Many humans still believe that one human year is equal to seven animal years. That is not very accurate, since dogs and cats reach adulthood within the first couple of years. Other factors such as breed, nutrition, health, living conditions, and activity level all play an important role in the age of your pet. We have several broad goals in seeing your pet for a wellness examination:
• To do a physical exam to detect signs of illness before they become severe. Some of the most common things your veterinarian looks for include underlying ear and eye disease, skin lumps and hair coat abnormalities, dental tarter and gingivitis, body conditioning (overweight or underweight), heart murmurs, arrhythmias, abnormal chest sounds, lymph node enlargements, abdominal organ enlargements, and skeletal diseases such as arthritis.

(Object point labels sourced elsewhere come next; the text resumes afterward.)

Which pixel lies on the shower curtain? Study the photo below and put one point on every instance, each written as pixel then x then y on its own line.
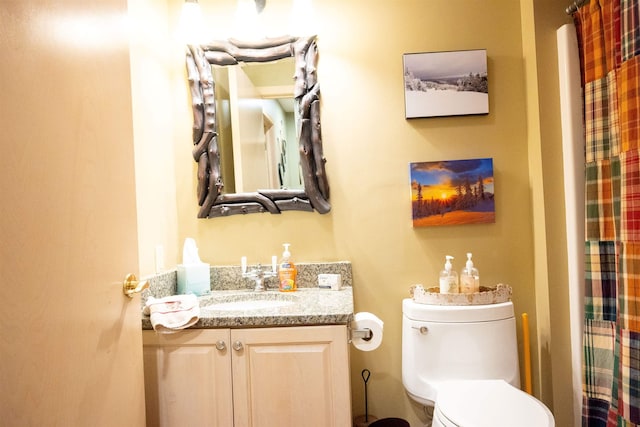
pixel 609 42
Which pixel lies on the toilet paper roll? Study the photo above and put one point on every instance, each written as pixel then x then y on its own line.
pixel 365 320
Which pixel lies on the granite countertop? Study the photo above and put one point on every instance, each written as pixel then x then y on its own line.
pixel 306 306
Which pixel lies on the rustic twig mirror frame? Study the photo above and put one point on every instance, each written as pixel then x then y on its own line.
pixel 212 200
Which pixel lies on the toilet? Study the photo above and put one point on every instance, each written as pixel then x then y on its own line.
pixel 463 361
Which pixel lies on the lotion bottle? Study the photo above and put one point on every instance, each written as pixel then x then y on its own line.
pixel 287 271
pixel 469 278
pixel 448 278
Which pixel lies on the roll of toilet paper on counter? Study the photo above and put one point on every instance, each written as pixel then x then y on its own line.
pixel 365 320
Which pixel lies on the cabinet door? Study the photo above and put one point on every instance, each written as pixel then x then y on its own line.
pixel 187 379
pixel 297 376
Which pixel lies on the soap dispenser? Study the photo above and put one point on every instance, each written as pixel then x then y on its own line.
pixel 287 271
pixel 469 278
pixel 448 278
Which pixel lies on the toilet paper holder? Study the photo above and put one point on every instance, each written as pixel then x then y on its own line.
pixel 364 333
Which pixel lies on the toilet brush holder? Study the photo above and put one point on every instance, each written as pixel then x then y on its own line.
pixel 366 419
pixel 361 420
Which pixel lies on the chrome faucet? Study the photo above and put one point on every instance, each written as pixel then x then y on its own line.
pixel 258 274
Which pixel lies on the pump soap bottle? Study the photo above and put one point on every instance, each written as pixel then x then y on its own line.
pixel 448 278
pixel 469 278
pixel 287 271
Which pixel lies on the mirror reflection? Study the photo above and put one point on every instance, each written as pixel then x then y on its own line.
pixel 257 149
pixel 256 126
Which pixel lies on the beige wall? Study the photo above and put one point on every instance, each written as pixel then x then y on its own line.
pixel 368 145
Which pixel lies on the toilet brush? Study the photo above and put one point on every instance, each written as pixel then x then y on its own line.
pixel 365 376
pixel 361 421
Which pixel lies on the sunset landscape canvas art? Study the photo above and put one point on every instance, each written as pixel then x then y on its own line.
pixel 452 192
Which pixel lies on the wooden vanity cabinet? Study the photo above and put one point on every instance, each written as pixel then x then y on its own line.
pixel 257 377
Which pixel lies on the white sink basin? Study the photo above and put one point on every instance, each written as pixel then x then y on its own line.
pixel 248 305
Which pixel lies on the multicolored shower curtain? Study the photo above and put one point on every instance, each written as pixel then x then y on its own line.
pixel 609 42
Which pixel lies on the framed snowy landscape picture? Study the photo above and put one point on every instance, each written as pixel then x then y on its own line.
pixel 440 84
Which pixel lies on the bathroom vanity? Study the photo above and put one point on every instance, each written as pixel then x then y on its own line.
pixel 254 359
pixel 248 377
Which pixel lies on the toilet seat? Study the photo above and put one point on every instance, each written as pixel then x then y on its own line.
pixel 488 403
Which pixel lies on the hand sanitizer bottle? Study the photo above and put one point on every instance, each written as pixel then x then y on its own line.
pixel 287 271
pixel 469 278
pixel 448 278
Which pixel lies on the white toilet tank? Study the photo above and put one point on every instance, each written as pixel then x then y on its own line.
pixel 444 343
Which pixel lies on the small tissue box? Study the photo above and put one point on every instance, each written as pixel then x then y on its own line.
pixel 194 279
pixel 330 281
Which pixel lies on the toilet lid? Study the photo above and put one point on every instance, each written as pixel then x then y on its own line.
pixel 489 403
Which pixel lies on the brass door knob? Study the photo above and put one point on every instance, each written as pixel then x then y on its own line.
pixel 131 285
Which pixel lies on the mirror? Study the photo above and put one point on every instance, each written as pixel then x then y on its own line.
pixel 209 149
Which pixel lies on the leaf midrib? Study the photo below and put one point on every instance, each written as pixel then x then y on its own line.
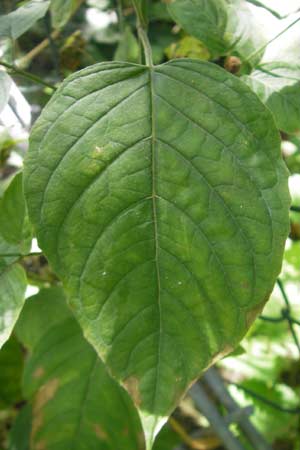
pixel 155 223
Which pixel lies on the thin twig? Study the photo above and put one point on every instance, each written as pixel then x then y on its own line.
pixel 263 399
pixel 20 255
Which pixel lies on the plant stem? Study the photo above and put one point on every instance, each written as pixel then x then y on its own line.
pixel 142 32
pixel 27 75
pixel 19 255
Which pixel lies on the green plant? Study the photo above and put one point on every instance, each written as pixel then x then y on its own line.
pixel 159 196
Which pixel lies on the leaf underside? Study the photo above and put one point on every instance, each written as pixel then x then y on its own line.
pixel 160 197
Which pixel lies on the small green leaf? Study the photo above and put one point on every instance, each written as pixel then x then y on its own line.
pixel 62 10
pixel 5 83
pixel 160 214
pixel 278 85
pixel 12 290
pixel 75 402
pixel 226 26
pixel 40 313
pixel 16 23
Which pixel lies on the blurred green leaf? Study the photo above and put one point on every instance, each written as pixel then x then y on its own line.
pixel 128 48
pixel 271 422
pixel 5 83
pixel 278 85
pixel 225 27
pixel 62 10
pixel 16 23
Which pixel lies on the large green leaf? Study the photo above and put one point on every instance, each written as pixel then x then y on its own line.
pixel 5 83
pixel 160 197
pixel 19 434
pixel 75 402
pixel 12 290
pixel 14 224
pixel 11 363
pixel 224 26
pixel 16 23
pixel 278 86
pixel 15 230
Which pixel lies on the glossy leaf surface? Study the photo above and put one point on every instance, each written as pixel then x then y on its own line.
pixel 15 230
pixel 75 403
pixel 12 290
pixel 160 197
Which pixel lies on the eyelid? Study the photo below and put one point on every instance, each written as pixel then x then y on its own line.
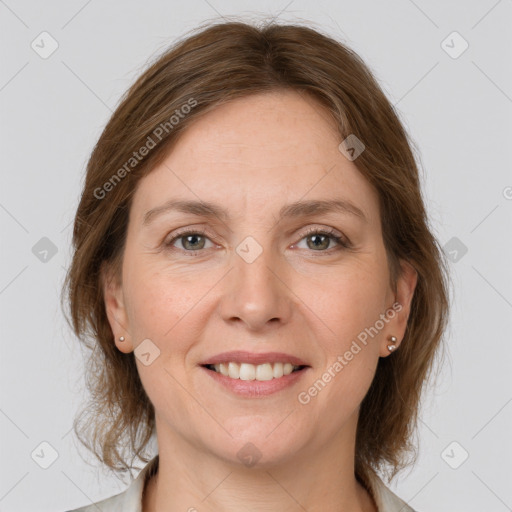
pixel 341 240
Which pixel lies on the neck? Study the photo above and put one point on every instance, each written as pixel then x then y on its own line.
pixel 312 479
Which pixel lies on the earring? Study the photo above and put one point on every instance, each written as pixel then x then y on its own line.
pixel 392 345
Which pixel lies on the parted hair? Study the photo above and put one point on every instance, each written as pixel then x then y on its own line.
pixel 216 63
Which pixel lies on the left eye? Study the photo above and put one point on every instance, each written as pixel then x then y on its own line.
pixel 317 240
pixel 320 240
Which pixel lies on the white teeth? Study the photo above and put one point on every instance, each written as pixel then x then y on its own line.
pixel 261 372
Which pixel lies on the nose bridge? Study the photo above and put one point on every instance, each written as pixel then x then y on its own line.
pixel 256 294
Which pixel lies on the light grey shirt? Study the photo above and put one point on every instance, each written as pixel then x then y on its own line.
pixel 130 500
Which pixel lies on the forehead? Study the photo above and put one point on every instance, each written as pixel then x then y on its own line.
pixel 265 149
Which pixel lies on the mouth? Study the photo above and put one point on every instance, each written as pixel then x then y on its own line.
pixel 259 372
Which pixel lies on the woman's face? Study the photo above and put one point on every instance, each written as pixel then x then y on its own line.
pixel 263 276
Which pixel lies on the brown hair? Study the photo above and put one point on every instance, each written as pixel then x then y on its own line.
pixel 221 62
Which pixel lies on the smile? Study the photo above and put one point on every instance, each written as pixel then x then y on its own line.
pixel 248 371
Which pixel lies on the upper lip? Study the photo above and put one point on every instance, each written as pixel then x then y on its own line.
pixel 240 356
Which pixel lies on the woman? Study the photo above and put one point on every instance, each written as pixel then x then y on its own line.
pixel 256 278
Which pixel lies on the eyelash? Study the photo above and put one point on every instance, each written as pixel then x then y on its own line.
pixel 343 243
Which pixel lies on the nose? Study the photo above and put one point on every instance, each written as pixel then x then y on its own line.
pixel 257 293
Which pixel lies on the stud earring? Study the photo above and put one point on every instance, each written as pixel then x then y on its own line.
pixel 392 345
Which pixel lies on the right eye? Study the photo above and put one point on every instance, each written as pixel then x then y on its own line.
pixel 191 241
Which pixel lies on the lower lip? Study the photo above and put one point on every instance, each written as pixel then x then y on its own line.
pixel 256 388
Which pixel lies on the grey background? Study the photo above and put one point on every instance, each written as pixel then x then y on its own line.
pixel 458 110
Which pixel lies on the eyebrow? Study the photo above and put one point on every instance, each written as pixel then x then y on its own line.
pixel 292 210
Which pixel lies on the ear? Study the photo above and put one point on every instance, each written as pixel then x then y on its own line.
pixel 115 307
pixel 405 286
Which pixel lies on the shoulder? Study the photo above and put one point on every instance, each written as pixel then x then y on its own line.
pixel 129 500
pixel 115 503
pixel 385 499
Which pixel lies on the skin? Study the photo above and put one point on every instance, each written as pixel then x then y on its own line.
pixel 252 156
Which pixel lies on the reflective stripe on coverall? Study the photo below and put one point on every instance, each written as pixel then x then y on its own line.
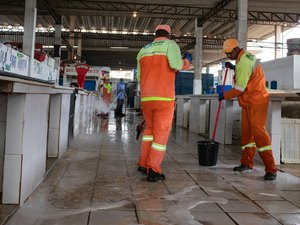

• To provide diagnostics and treatments that promotes wellness. Examples of diagnostics include heartworm/lyme/ehrlichia testing in dogs, leukemia/AIDS testing in cats, fecal parasite detection and baseline blood and urine testing in both cats and dogs. Examples of treatments include vaccinations, dewormings, heartworm and flea/tick prevention, dental care, and diets/supplements.
• To educate and guide you in developing habits to promote wellness in your pet. This may be our most important role: To pass along to you the most recent knowledge and medical advances that can help your pet lead a long and healthy life. The amount of material we need to cover during a routine annual exam can seem overwhelming. So please hold onto your seat because it is information you need to know in other to make educated decisions regarding your pet’s well-being. You can “slow the clock” and promote healthy, long lives for your pet by having your pet examined every six months for a wellness check and vaccinations.